Avversità e cambiamenti climatici che, uniti alle terribili infestazioni da cimice asiatica, hanno portato oggi ad un quadro fatto di quantitativi bassi, con rese al di sotto delle aspettative, e qualità non eccellente. Situazione che, sul mercato, si traduce in prezzi più bassi.
“Sono un po' calati rispetto all’anno passato, ma molto dipende dalla qualità del prodotto - spiega a myfruit.it Pompeo Mascagna, presidente Assofrutti. Per un prodotto sano e di buona qualità al momento il prezzo si attesta intorno ai 320 euro per 100 kg di nocciole. Per la merce di fascia più bassa si scende intorno ai 250 euro.

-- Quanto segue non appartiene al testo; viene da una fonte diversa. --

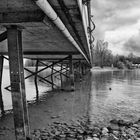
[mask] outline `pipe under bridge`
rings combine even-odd
[[[35,72],[24,68],[23,58],[44,64],[43,70],[51,67],[51,77],[54,71],[69,77],[74,90],[77,63],[82,71],[92,67],[92,23],[90,0],[0,0],[0,88],[6,58],[17,140],[30,139],[24,69],[36,77],[41,72],[37,67]],[[54,65],[60,64],[58,71]],[[46,77],[39,78],[54,86],[53,78],[51,82]],[[0,105],[3,108],[2,99]]]

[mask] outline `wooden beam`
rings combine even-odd
[[[44,17],[41,10],[0,12],[0,23],[40,22]]]
[[[5,39],[7,39],[7,31],[0,34],[0,42],[4,41]]]
[[[7,27],[10,80],[16,140],[30,137],[24,83],[21,30],[18,26]]]

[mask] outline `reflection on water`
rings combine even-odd
[[[90,119],[107,124],[111,119],[140,116],[140,70],[92,71]]]
[[[34,70],[34,69],[32,69]],[[25,73],[27,76],[29,73]],[[45,77],[48,72],[41,73]],[[4,69],[2,92],[5,110],[12,108],[11,93],[4,89],[10,84],[9,70]],[[60,85],[60,80],[55,80]],[[140,70],[92,71],[89,116],[93,124],[107,124],[111,119],[136,120],[140,116]],[[38,82],[43,97],[51,86]],[[26,80],[27,100],[35,100],[34,77]]]

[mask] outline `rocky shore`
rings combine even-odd
[[[111,120],[107,127],[54,122],[50,128],[32,131],[33,140],[140,140],[140,120]]]

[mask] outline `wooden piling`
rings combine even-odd
[[[2,74],[3,74],[3,56],[0,55],[0,108],[1,108],[1,114],[3,115],[4,112],[4,103],[2,98]]]
[[[21,27],[7,26],[10,81],[16,140],[30,139],[25,93]]]

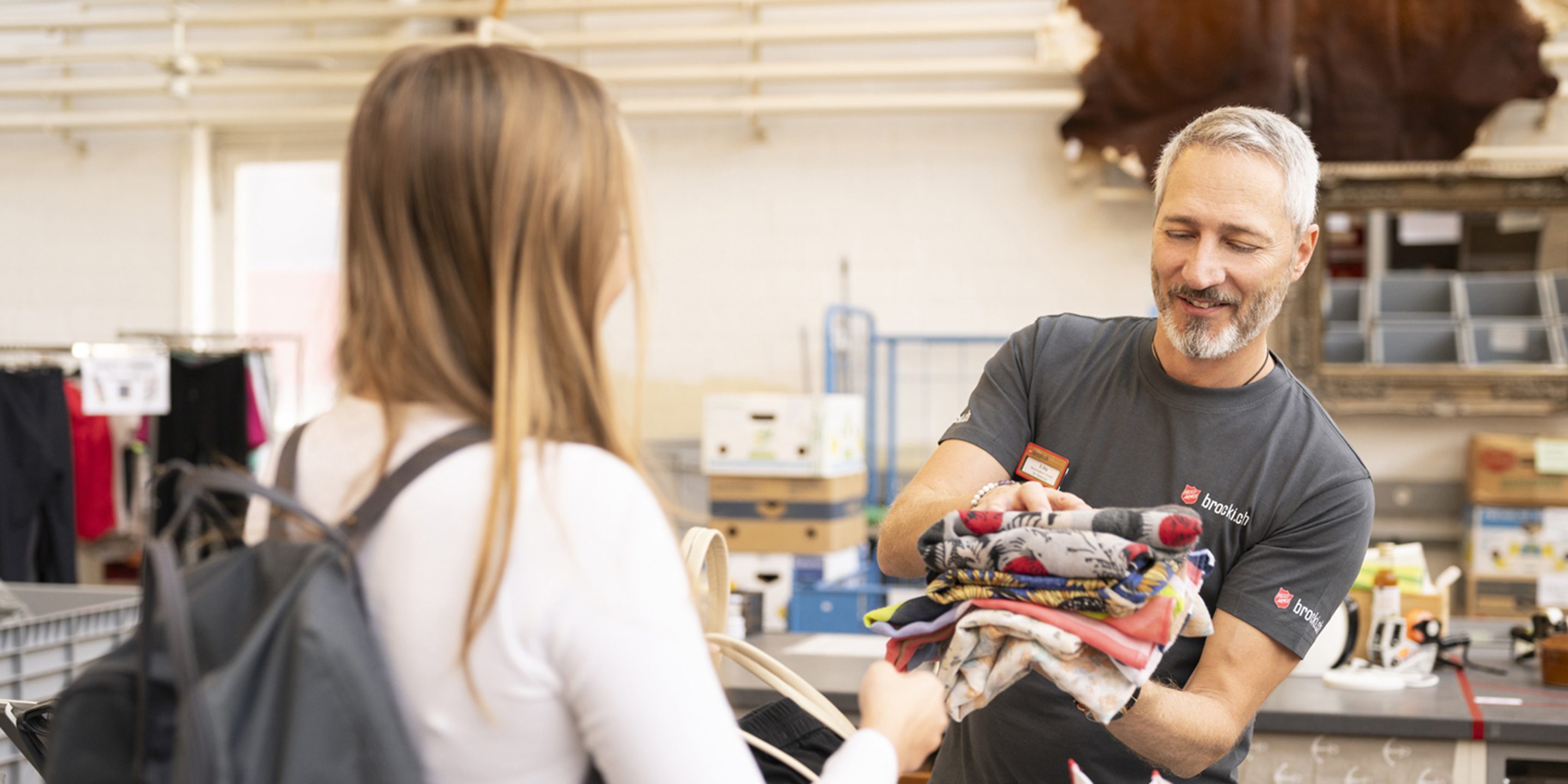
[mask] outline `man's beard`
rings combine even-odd
[[[1221,293],[1212,285],[1201,290],[1181,284],[1160,289],[1159,273],[1152,267],[1149,268],[1149,279],[1154,284],[1154,304],[1160,312],[1160,329],[1165,331],[1165,337],[1178,351],[1193,359],[1225,359],[1240,351],[1242,347],[1261,336],[1264,329],[1269,329],[1269,325],[1279,315],[1279,309],[1284,307],[1284,295],[1290,292],[1290,278],[1287,274],[1281,274],[1276,285],[1258,292],[1250,299]],[[1223,306],[1232,307],[1231,318],[1218,331],[1210,331],[1203,318],[1190,318],[1185,314],[1176,312],[1178,296],[1223,303]]]

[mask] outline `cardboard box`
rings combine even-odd
[[[1465,561],[1475,577],[1568,569],[1568,508],[1472,506]]]
[[[1466,613],[1482,618],[1527,619],[1535,612],[1535,577],[1468,575],[1465,608]]]
[[[1568,474],[1535,470],[1535,441],[1512,433],[1472,434],[1466,472],[1471,503],[1568,506]]]
[[[864,514],[814,522],[764,522],[756,519],[715,517],[710,527],[724,532],[731,552],[815,554],[842,550],[866,543]]]
[[[828,524],[858,517],[864,527],[866,474],[834,478],[710,477],[713,527],[735,522]],[[845,547],[859,541],[845,544]],[[731,549],[735,543],[729,543]],[[797,550],[828,552],[828,550]]]
[[[1435,594],[1419,594],[1419,593],[1402,593],[1399,594],[1399,612],[1410,618],[1410,613],[1417,610],[1425,610],[1432,613],[1439,622],[1443,622],[1443,633],[1452,633],[1449,629],[1449,618],[1452,613],[1449,591],[1439,591]],[[1352,655],[1361,659],[1367,657],[1367,637],[1372,635],[1372,591],[1350,591],[1350,597],[1361,605],[1361,629],[1356,630],[1356,648]]]
[[[862,500],[866,472],[842,477],[709,477],[707,500],[771,500],[781,503],[831,503]]]
[[[702,474],[844,477],[866,472],[861,395],[707,395]]]

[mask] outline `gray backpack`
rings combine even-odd
[[[146,547],[141,627],[61,693],[50,784],[423,779],[353,554],[398,492],[489,430],[467,426],[426,445],[336,527],[290,494],[301,430],[284,445],[278,489],[220,469],[171,467],[165,480],[179,483],[179,506]],[[265,497],[320,541],[287,541],[274,525],[256,547],[180,571],[176,532],[238,539],[216,494]]]

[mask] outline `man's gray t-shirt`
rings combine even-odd
[[[1182,384],[1154,358],[1154,329],[1151,318],[1040,318],[991,358],[942,441],[974,444],[1010,472],[1035,442],[1071,461],[1062,489],[1091,506],[1190,505],[1215,555],[1209,610],[1305,655],[1361,568],[1372,478],[1283,364],[1242,387]],[[1178,641],[1154,677],[1184,685],[1203,644]],[[1236,781],[1250,745],[1251,726],[1190,781]],[[1068,759],[1096,782],[1149,779],[1146,762],[1030,673],[947,729],[931,782],[1066,782]]]

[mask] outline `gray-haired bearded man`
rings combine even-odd
[[[1253,715],[1345,597],[1372,527],[1372,480],[1265,331],[1319,229],[1317,155],[1272,111],[1210,111],[1156,174],[1159,318],[1043,317],[986,364],[967,411],[883,524],[883,571],[920,575],[916,539],[955,508],[1187,503],[1215,569],[1214,635],[1170,648],[1109,724],[1040,674],[953,724],[933,784],[1234,781]],[[1010,478],[1030,444],[1069,461],[1060,489]],[[977,495],[978,492],[978,495]]]

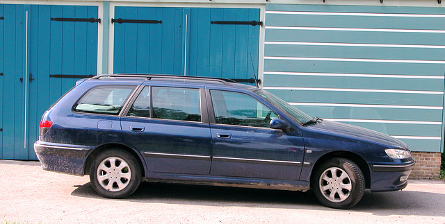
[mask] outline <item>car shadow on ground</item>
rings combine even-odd
[[[99,196],[90,182],[74,187],[76,189],[72,191],[72,196],[110,200]],[[122,200],[142,203],[333,209],[321,205],[311,191],[301,192],[151,182],[141,183],[136,191]],[[366,191],[362,200],[350,210],[378,216],[444,216],[445,210],[440,206],[444,201],[445,194],[442,193],[412,191],[371,193]]]

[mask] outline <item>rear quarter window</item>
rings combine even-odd
[[[134,86],[99,86],[87,92],[74,105],[78,112],[118,115]]]

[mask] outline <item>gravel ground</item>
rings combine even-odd
[[[96,194],[88,176],[0,160],[1,223],[445,223],[445,182],[410,180],[370,193],[350,210],[321,205],[310,191],[143,183],[129,198]]]

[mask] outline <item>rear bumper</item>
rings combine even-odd
[[[391,191],[401,190],[407,185],[407,179],[416,162],[410,161],[402,164],[373,164],[371,165],[371,191]]]
[[[34,151],[45,171],[83,175],[86,158],[92,147],[38,141]]]

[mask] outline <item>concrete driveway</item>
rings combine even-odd
[[[445,223],[445,182],[411,180],[403,191],[366,191],[350,210],[312,193],[143,183],[131,197],[98,196],[88,176],[0,160],[0,223]]]

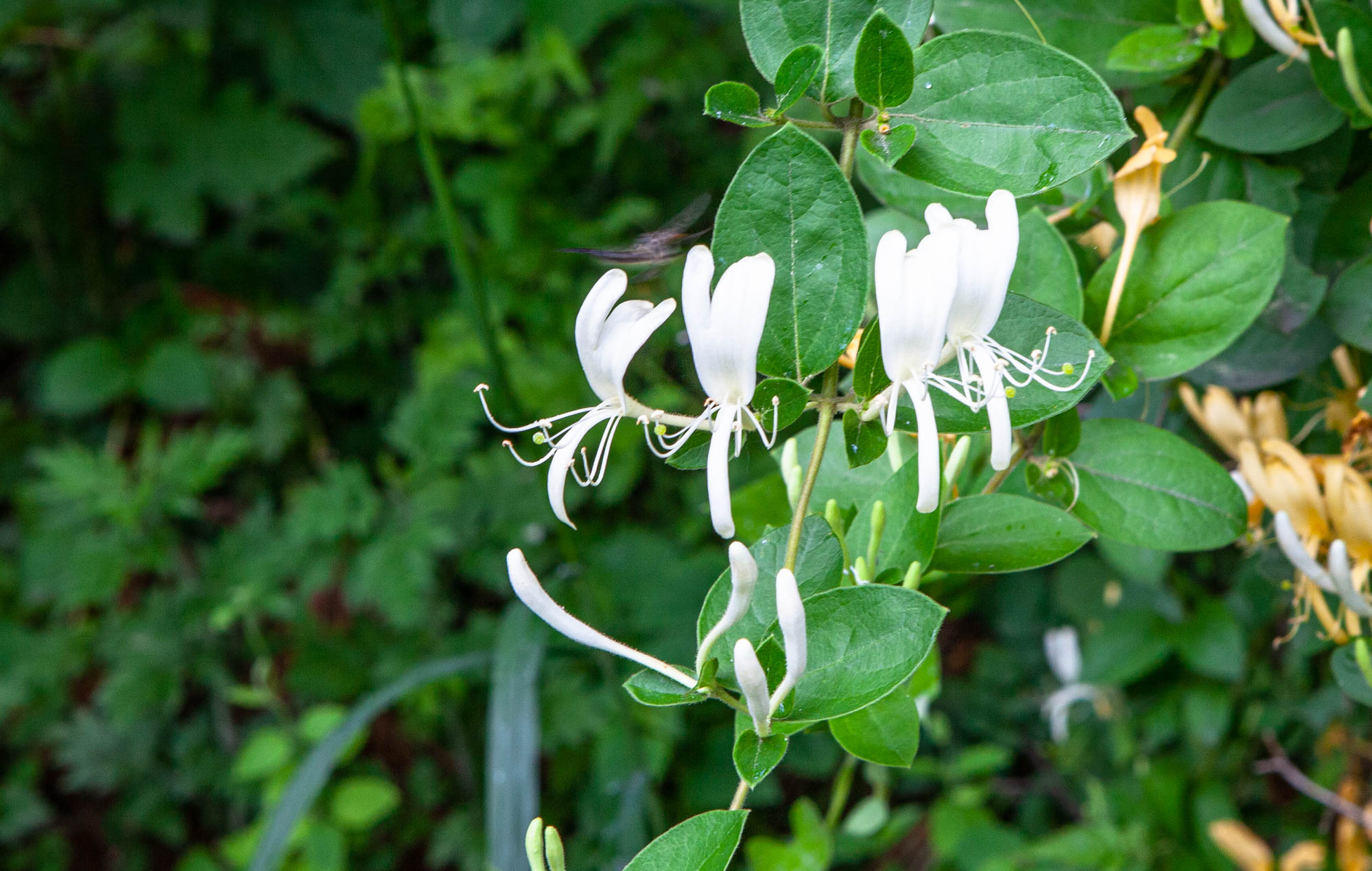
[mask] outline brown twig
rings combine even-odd
[[[1318,801],[1339,816],[1346,816],[1364,828],[1372,827],[1372,813],[1368,813],[1347,798],[1339,796],[1334,790],[1320,786],[1306,776],[1303,771],[1295,767],[1295,763],[1292,763],[1286,754],[1286,750],[1281,749],[1281,745],[1277,743],[1277,739],[1272,732],[1264,734],[1262,742],[1268,745],[1268,753],[1272,756],[1253,764],[1253,771],[1255,774],[1275,774],[1290,783],[1301,794]]]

Una situazione che si ripete
"Da un lato, le aziende registrano l’aumento continuo dei costi di produzione, legati ai prezzi del gasolio e dell’energia, e dei tassi bancari. Dall’altro, si ritrovano con produzioni scarse e qualitativamente non ottimali. Così l’azienda agricola non riesce a coprire i costi sostenuti e va in difficoltà”, spiega.
Per molti produttori non è nemmeno la prima annata. “Nella zona di Roma – sottolinea il presidente di Assofrutti – è già il quarto anno consecutivo. I produttori perdono fiducia, cominciano a pensare di non raccogliere o di non investire più sul comparto”.
Nel Lazio quest’anno la prima ondata di raccolta è stata abbastanza buona, ma nella seconda il prodotto è risultato più scadente, sia a causa della cimice che delle piogge continue.
“Come già l’anno scorso – racconta Mascagna - si possono vedere tantissime cimici anche intorno alle abitazioni, ai casolari, nelle campagne. Un’altra stagione difficile sta mettendo in ginocchio le aziende”.
Una situazione non dissimile da quella della Campania: anche lì le aziende sono alle prese con un’importante infestazione.
Le contromisure adottate non sembrano essere efficaci. “I prodotti antiparassitari in circolazione non danno effetto sperato. Insieme alla Regione Lazio abbiamo provato anche trappole e antagonisti. In parte funzionano, ma le cimici sono talmente tante che qualsiasi prova non porta risultati incisivi”, spiega Mascagna.
L'obiettivo ora è fare in modo che i produttori non perdano fiducia e continuino a credere nel valore del prodotto.
Un dialogo con tutti gli attori della filiera
“A mio parere – continua - bisogna dialogare con i produttori, con le istituzioni e con il mondo della ricerca e dell’università per fare fronte comune, alla ricerca di soluzioni strutturali, idonee a migliorare la qualità. Bisognerebbe anche autorizzare dei trattamenti particolari contro la cimice che, tra le altre cose, favorisce anche la propagazione di qualche fungo, andando ad aggravare una situazione già complessa”.
Tra le possibilità da valutare potrebbe esserci l’anticipo della raccolta. “Ma per incentivare le aziende a sostenere l'eventuale aumento dei costi, si dovrebbe pensare ad un premio per chi fa una doppia raccolta, più precisa e più regolare”, continua Mascagna.
Un agire comune davanti ad un problema comune che non riguarda solo la singola annata. “Stiamo facendo di tutto per far capire alle aziende agricole che il passaggio fondamentale è una sana gestione dell’azienda, con un’attenzione particolare anche alla riduzione dei costi al fine di cercare di sopravvivere".
"Credo che dialogando con le istituzioni, con le università e con la base produttiva si possano trovare delle soluzioni, ma ci vuole la buona volontà da parte di tutti gli attori coinvolti. L’accorciamento della filiera agricola, ad esempio, è uno dei punti essenziali. Se ne parla da anni ma non vedo i risultati sperati”.
Per una sana concorrenza, regole uguali per tutti
I problemi dei produttori di nocciole non sono diversi da quelli delle altre colture: “Dovremmo dialogare con tutti gli attori, non solo di un settore, e fare squadra anche a livello comunitario. In Italia le aziende agricole hanno degli obblighi sui trattamenti e delle forti limitazioni su ciò che è ammesso, diversi da quegli degli altri Paesi dove alcuni prodotti possono essere usati liberamente".
"Le regole devono essere uguali per tutti altrimenti subiamo la concorrenza dei Paesi in cui questi prodotti non sono vietati”, conclude Mascagna.